Ma nuit folle avec un hétéro secret : bite, chatte et extase intersexe
J’avais 27 ans, doctorante norvégienne à Paris, mais ce soir-là, à la fête du bac chez Vanessa, tout a basculé. L’air sentait la sueur, l’alcool et les parfums sucrés. Musique qui pulse, corps qui se frottent. J’étais là, grande blonde en mini-jupe, seins qui débordent, prête à m’amuser. Marco, mon pote, me présente Tom. 19 ans, mignon, yeux verts intenses. Il bredouille un ‘Hei, hvordan har du det?’ en norvégien pourri. J’éclate de rire, son accent me chauffe direct.
— Tom, t’es trop cute ! Viens, on boit un verre.

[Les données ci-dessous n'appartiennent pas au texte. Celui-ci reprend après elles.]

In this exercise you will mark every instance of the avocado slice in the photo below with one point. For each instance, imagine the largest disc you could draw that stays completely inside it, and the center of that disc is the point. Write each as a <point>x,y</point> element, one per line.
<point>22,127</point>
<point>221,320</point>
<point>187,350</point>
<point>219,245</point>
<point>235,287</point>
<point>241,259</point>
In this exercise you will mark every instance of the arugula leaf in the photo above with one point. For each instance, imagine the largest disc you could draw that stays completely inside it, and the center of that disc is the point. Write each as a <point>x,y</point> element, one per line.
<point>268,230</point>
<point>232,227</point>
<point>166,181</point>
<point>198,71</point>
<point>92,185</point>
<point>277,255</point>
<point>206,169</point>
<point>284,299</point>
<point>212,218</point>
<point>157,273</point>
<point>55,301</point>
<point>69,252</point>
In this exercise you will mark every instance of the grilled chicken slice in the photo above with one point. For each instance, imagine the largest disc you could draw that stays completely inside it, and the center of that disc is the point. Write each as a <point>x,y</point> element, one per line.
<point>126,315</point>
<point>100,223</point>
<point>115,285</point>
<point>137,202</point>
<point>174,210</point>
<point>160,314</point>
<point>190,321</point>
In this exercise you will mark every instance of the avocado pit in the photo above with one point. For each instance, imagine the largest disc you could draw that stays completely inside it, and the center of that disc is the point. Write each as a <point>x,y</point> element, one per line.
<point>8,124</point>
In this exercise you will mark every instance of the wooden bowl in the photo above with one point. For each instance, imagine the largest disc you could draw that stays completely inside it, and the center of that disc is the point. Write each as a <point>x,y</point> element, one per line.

La rencontre électrisante à la fête
On sirote cet aquavit qui pue le genièvre et le cul, fort comme un coup de poing. Goût âpre qui brûle la gorge, chaleur qui monte. On parle, on rit, on switch en anglais. Ses mains tremblent un peu quand il frôle mon bras. Odeur de sa peau, propre, un peu salée. Minuit passé, slow lancinant. Je le tire sur la piste.
— Laisse-moi mener, ok ?
— Ok, Andrea…
Je plaque mon corps contre le sien. Ses hanches contre les miennes, je sens sa bite durcir sous le jean. Dur, chaude, qui pousse. Mes seins contre son torse, tétons qui pointent. Il rougit, halète. Autour, des regards curieux – un mec avec une meuf, rare ici. Je murmure :
— T’aimes ça, hein ? Ta queue bande pour moi…
— Putain, Andrea, ouais…
Pas en public. Je l’entraîne à sa Clio, ruelle sombre. Étoiles pâles, silence lourd. On s’embrasse voracement. Ses lèvres douces, langue timide qui s’enhardit. Goût de sa salive, mentholée. Je glisse ma main dans son froc, empoigne sa verge raide. Veineuse, veloutée, prépuce qui glisse. Je la branle lentement, pouce sur le gland humide.
— Recule ton siège…
Je descends, aspire sa queue. Bouche pleine, chaude, je l’enfonce au fond. Glouglou, salive qui coule. Il gémit, ‘Oh merde !’. Odeur musquée de son pubis, poils qui chatouillent mon nez. Je déglutis, masse son frein. Il jouit en hurlant, sperme épais, salé, que j’avale.
— C’était… incroyable.
— Et toi, tu veux me toucher ?
L’explosion de plaisir dans l’appart
Hésitation. Je lui dis pour mon corps. Intersexe. Pénis court, trapu sur ma chatte trempée. Pas de couilles, ovaires stériles. Il caresse mon visage.
— Montre-moi.
À mon appart. Bougies vanille, lumière tamisée. Nus, on s’embrasse. Ses mains sur mes seins lourds, pincent les tétons roses. Picotements électriques. Je guide sa bouche, langue qui lèche, suce. Humeur de ma peau, sucrée.
— Descends…
Il explore. Doigts dans ma fente mouillée, glissante. Odeur de cyprine, âcre, excitante. Puis il trouve ma queue dressée, 10 cm, gland luisant. Surpris, mais curieux.
— Comme ça…
Je lui montre : doigts en elle et en cul, poing sur ma bite. Il pompe, rentre-sort. Chatouilles anales, plénitude vaginale. Je gémis, ‘Oui, plus fort !’. Seins que je malaxe, chair moelleuse. Orgasme brutal, squirt qui gicle, draps inondés. Cri rauque, corps qui tremble.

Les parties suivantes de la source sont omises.